A chain of happy days can be randomly followed by a need to hear that phrase that he doesn't consider necessary to articulate because he has been showing love in his preferred language, through acts of service. I prefer to receive love as words of affirmation accompanying quality time together. Many times he has been great through devotion but he hasn't used enough words for my liking.

This seems like a small detail but it is a big deal in the recovery of my wounded heart. This past weekend an innocent conversation with opposing views regarding somewhat sensitive topics ended up in a heated discussion and me bringing up the affair. I hate it when I do that. I wish I were always well composed but the hot-headed in me transpires at unexpected moments and she is very difficult to control.
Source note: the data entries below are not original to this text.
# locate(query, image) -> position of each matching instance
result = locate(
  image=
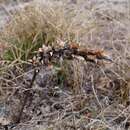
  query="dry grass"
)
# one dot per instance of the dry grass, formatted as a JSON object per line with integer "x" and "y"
{"x": 85, "y": 94}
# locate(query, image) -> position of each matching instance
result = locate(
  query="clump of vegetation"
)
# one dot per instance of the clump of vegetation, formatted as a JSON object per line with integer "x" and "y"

I realise that when my pride takes over I want veneration from my husband. I'm not exaggerating. I know that deep down there is a frightened child in me who doesn't want to be abandoned. She wants to be loved. I want to be loved. I am afraid of my husband betraying me again. After all, he already did it once.


What am I going to do? 

My awareness of the impossibility to control what he does leads to anxiety and I feel that staying alone will save me from this discomfort. Pride says I don't need him, "is it worth staying and fighting the pain and the resentment?" I can only trust myself.

It is tempting to stay single. But, wait! I've tried that and realised how difficult it is and how painful. Separation will not ease the pain.

I am working on my independence. I am still recovering from the stabbing of his betrayal and I cannot tolerate inconsiderate comments. I can blow them out of proportion, I'm a wounded beast.

So I cried and let the pain, pride, fear out. I let them keep me company, I acknowledge them every time they appear and I nurse my frightened inner child. It helps.

Today, I admired what my body could do during my Pilates lesson, I was and am grateful for my moving muscles and healthy bones. I admire the empathy in my children and I am grateful for my Twitter tribe.

While we are alive there is hope. Let's keep sailing beyond infidelity.